There is no need to test it being prime, at all.

And to find the multiples, we just count: for 5, it's each 5th entry after it; for 7 - each 7th. No need to test them with % operator, just set to false right away. No need to set any of them to true, because all numbers were set to true at the start.

Answer 2

You seem to be writing JavaScript code in Ruby, and are missing the subtleties that makes Ruby so elegant. You should take a look at something like Ruby Best Practices, which is quite a light read but deals with using Ruby idioms instead of imposing the concepts of another language.

As has been said, the whole point of an Eratosthenes sieve is that you just remove all compound numbers from a list, leaving just the primes. There is no need to check each element for primeness.
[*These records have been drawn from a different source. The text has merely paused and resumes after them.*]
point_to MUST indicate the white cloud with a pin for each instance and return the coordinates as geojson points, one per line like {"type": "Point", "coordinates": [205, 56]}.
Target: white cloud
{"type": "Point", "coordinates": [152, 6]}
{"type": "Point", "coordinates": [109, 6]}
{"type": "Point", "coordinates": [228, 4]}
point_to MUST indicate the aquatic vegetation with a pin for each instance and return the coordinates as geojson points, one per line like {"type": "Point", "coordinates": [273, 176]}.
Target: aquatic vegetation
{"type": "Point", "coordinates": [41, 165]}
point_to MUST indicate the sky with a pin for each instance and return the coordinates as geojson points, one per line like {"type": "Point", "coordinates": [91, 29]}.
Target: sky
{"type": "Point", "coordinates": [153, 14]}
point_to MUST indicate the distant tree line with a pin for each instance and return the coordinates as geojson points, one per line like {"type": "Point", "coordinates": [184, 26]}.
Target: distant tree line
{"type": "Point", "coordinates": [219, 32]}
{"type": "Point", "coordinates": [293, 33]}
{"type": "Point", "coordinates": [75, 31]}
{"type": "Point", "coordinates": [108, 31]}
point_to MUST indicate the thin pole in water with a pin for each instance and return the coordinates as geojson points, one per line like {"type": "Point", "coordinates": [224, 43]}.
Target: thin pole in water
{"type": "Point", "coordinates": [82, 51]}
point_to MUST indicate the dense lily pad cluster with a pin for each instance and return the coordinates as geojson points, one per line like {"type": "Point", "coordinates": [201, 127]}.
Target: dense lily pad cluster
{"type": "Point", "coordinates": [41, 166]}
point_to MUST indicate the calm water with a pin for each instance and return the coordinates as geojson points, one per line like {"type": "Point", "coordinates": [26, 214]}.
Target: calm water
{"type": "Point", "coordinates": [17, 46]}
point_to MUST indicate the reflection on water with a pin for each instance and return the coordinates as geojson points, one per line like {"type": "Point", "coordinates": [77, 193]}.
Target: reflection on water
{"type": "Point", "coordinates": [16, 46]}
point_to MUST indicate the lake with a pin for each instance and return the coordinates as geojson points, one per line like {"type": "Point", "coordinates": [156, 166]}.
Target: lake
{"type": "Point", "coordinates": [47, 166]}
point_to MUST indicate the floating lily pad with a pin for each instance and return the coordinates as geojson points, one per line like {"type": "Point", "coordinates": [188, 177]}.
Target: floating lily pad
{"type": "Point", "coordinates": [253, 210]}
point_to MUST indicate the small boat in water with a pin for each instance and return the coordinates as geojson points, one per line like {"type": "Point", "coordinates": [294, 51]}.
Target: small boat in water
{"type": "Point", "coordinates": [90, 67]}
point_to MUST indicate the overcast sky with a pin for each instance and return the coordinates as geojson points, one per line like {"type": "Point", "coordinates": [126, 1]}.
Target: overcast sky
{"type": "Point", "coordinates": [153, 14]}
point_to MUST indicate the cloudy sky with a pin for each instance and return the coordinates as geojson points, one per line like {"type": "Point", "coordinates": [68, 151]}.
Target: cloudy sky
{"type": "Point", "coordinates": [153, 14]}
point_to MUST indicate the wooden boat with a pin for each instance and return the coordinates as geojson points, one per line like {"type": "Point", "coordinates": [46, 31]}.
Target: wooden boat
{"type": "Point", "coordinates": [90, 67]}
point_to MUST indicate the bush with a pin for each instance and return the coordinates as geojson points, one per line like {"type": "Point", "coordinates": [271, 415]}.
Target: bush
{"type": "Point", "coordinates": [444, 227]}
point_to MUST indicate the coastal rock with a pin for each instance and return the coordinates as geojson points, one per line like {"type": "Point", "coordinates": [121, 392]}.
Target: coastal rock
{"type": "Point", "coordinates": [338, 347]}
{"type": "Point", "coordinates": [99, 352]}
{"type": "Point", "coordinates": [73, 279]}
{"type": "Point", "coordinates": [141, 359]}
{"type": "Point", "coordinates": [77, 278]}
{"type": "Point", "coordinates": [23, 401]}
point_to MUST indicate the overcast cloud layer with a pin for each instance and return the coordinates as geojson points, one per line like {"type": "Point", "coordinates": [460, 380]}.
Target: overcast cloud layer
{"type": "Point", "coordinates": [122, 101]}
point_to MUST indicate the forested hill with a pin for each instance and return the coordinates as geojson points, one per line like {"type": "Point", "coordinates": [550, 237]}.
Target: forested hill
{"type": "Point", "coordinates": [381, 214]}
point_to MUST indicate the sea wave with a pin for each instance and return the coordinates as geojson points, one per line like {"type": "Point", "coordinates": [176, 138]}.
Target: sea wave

This is a Rubyish solution. It runs in about 1.5 seconds. It is a little complicated by the representing number N by array element N-1, so (i+i+1 .. num).step(i+1) is equivalent to (n * 2 .. num).step(n)

def make_sieve(num)

  sieve = Array.new(num, true)

  sieve.each_with_index do |is_prime, i|
    next if i == 0 or not is_prime
    (i+i+1 .. num).step(i+1) { |i| sieve[i] = false }
  end

  puts sieve.each_index.select { |i| sieve[i] }.map { |i| i+1 }.inject(:+)

end

make_sieve(2_000_000)

output

142913828923